Algérie

Un bien récupéré renaît en usine à Alger : production locale d’une pièce automobile (vidéo)


Les automobilistes et les acteurs du secteur du transport en Algérie sont confrontés à une problématique persistante : la disponibilité des pièces de rechange, en particulier celles essentielles à la sécurité. Le 5 août, une nouvelle unité de production a été inaugurée à Rouïba, marquant une étape significative dans la réutilisation d’actifs récupérés dans le cadre de la lutte contre la corruption. Le Premier ministre, Sifi Ghrieb, a été mandaté par le président Abdelmadjid Tebboune pour superviser cette mise en service, qui se consacre à la fabrication de plaquettes de frein et de leurs accessoires.
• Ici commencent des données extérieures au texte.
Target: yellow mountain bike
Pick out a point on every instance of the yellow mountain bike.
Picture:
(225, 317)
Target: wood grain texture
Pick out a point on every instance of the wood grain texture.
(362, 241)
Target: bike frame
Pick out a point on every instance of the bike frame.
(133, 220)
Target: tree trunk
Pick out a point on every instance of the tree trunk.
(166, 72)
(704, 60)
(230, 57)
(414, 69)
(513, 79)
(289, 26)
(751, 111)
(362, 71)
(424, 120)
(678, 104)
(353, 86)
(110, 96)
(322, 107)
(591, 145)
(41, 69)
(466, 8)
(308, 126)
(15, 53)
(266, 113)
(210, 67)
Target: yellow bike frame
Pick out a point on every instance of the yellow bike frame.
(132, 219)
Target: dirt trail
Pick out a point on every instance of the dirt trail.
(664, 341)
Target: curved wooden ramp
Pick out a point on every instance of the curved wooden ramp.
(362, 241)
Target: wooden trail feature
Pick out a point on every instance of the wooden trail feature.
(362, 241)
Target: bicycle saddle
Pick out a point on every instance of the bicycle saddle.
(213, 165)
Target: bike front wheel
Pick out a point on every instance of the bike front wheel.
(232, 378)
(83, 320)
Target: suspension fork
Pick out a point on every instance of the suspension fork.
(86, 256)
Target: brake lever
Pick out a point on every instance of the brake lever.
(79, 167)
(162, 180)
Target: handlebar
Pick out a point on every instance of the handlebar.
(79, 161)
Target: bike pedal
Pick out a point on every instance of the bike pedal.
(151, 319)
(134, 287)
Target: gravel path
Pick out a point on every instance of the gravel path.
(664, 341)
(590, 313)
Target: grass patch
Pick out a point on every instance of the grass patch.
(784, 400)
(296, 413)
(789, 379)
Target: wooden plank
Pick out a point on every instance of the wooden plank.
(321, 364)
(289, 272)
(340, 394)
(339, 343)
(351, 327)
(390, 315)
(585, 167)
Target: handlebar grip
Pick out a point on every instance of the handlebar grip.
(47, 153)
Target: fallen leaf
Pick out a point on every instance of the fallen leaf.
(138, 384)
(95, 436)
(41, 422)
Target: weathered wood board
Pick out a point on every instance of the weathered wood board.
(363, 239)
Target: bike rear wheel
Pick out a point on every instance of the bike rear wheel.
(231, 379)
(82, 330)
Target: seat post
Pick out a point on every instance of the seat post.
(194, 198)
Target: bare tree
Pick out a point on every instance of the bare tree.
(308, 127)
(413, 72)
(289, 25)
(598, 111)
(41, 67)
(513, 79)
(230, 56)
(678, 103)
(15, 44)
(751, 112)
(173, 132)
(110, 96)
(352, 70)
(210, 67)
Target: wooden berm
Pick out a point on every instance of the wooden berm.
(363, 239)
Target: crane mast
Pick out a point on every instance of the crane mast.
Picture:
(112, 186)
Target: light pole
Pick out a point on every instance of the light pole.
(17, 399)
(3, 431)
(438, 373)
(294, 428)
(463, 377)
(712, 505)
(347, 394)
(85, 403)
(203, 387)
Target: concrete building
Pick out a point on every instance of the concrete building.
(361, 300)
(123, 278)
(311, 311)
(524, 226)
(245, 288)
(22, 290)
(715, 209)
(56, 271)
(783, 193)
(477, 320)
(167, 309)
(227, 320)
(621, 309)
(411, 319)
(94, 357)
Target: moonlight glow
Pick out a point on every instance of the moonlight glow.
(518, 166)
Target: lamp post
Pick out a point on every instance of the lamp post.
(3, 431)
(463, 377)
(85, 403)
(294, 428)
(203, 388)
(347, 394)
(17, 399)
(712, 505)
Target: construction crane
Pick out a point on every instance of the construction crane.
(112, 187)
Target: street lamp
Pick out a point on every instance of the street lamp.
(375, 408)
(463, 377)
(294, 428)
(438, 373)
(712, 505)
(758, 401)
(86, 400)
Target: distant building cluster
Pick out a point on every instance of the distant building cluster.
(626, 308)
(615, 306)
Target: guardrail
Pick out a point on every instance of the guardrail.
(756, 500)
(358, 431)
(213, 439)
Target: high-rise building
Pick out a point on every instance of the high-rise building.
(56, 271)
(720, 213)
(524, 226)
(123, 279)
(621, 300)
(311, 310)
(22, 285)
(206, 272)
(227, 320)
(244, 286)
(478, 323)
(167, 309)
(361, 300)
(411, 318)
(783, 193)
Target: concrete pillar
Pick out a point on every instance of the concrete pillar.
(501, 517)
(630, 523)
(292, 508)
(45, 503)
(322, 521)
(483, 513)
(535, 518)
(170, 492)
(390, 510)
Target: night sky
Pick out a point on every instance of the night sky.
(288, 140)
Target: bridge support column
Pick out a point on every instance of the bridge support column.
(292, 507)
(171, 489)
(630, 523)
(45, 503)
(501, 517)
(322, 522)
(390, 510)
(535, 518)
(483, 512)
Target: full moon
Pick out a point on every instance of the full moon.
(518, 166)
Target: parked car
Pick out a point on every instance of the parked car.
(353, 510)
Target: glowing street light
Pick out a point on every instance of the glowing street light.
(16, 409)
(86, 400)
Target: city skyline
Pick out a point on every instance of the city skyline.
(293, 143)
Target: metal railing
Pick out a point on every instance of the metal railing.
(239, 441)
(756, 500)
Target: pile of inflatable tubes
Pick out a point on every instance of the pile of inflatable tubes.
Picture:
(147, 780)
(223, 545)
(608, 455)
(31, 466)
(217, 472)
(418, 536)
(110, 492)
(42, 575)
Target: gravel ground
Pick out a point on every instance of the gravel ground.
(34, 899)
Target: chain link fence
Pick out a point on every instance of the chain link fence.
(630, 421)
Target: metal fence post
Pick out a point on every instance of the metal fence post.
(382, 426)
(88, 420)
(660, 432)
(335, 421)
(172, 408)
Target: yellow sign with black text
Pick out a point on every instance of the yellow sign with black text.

Cette initiative s’inscrit dans la stratégie présidentielle visant à réintégrer des biens confisqués dans des affaires de corruption au sein de l’économie. Au lieu de laisser ces actifs se détériorer, les autorités algériennes choisissent de les transformer en projets industriels viables, créant ainsi des emplois et renforçant la souveraineté économique face aux aléas des marchés internationaux.

L’usine de Rouïba, rattachée à la Société de Maintenance de l’Est, une filiale du Groupe Industriel des Ciments d’Algérie (GICA), est spécialisée dans la production de plaquettes de frein pour véhicules légers et poids lourds. Elle répond aux normes techniques strictes de l’industrie automobile, garantissant ainsi un niveau de qualité conforme aux exigences du marché.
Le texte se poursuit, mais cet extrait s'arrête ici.